Área desmatada no bioma Amazônia até 2018 destacada em amarelo. Fonte: PRODES, http://terrabrasilis.dpi.inpe.br.

Nosso conhecimento tem avançado muito a respeito das possíveis consequências do aquecimento global para a humanidade, mas como diferentes cenários de mudança climática podem afetar a biodiversidade amazônica? Essa foi a pergunta que os pesquisadores  Leonardo Miranda, Vera Imperatriz-Fonseca e Tereza Giannini fizeram no trabalho que acabou de ser publicado na revista PLoS ONE (https://doi.org/10.1371/journal.pone.0215229). O trabalho avaliou potenciais mudanças nos habitats de 501 espécies de aves que ocorrem no sudeste da Amazônia para estimar quais os possíveis impactos do aquecimento global.

As mudanças climáticas não só ameaçam os habitats de nossas aves e outros animais, como também a própria capacidade de adaptação, sobrevivência e, consequentemente, os benefícios que eles nos oferecem – como a dispersão de sementes, a polinização, o controle de pragas, entre outros. Para aqueles que tiveram o privilégio de ver uma araponga-da-amazônia e/ou um araçari-de-pescoço-vermelho, saibam que essas espécies enfrentam um futuro muito incerto.

Araponga-da-amazônia (Procnias albus). Foto: Leonardo Miranda.

 

Araçari-de-pescoço-vermelho (Pteroglossus bitorquatus). Foto: Leonardo Miranda.

De acordo com os resultados da pesquisa, a biodiversidade de aves será afetada negativamente nos próximos 30 anos e tudo tende a piorar (como era de se esperar) com o tempo e se não repensarmos a nossa forma de consumo atual. A dispersão de sementes poderá ser o benefício mais afetado, pois as espécies frugívoras que realizam esse serviço, aquelas que se alimentam preferencialmente de frutos, potencialmente terão as maiores diminuições de áreas adequadas. A reprodução de grande parte das plantas depende basicamente de dois serviços: a polinização e a dispersão das sementes. Uma diminuição na oferta desses serviços significa comprometer a reprodução das plantas levando a menor produção de frutos e menor espalhamento das sementes. Isso por sua vez compromete a própria manutenção e funcionamento do ecossistema, virando uma bola de neve.

Anambé-azul (Cotinga cayana). Espécie frugívora alimentando-se de açaí. Foto: Leonardo Miranda.

A pesquisa também reforça a importância das áreas protegidas. Especialmente pensando em mudanças climáticas futuras, é importante considerar se as atuais áreas protegidas serão efetivas.
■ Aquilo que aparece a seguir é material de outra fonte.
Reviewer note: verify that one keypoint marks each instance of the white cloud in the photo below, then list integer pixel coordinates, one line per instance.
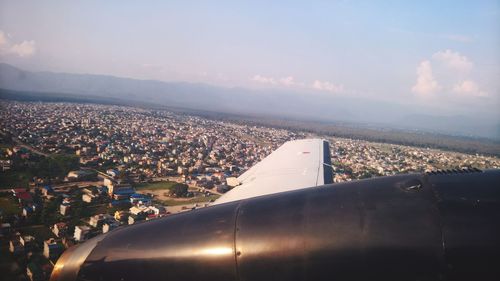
(286, 81)
(327, 86)
(23, 49)
(289, 81)
(426, 83)
(469, 87)
(459, 38)
(264, 80)
(454, 60)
Por exemplo, estimamos áreas que serão climaticamente estáveis e, de acordo com nossos resultados, pouco mais de 50% dessas áreas se sobrepõem com áreas protegidas. Por outro lado, os outros quase 50% ou não estão protegidos, ou não possuem cobertura vegetal. Com isso podemos sugerir políticas públicas diferenciadas para o manejo (conservação/restauração/reflorestamento) e manutenção de áreas protegidas baseadas em dados e evidência científica.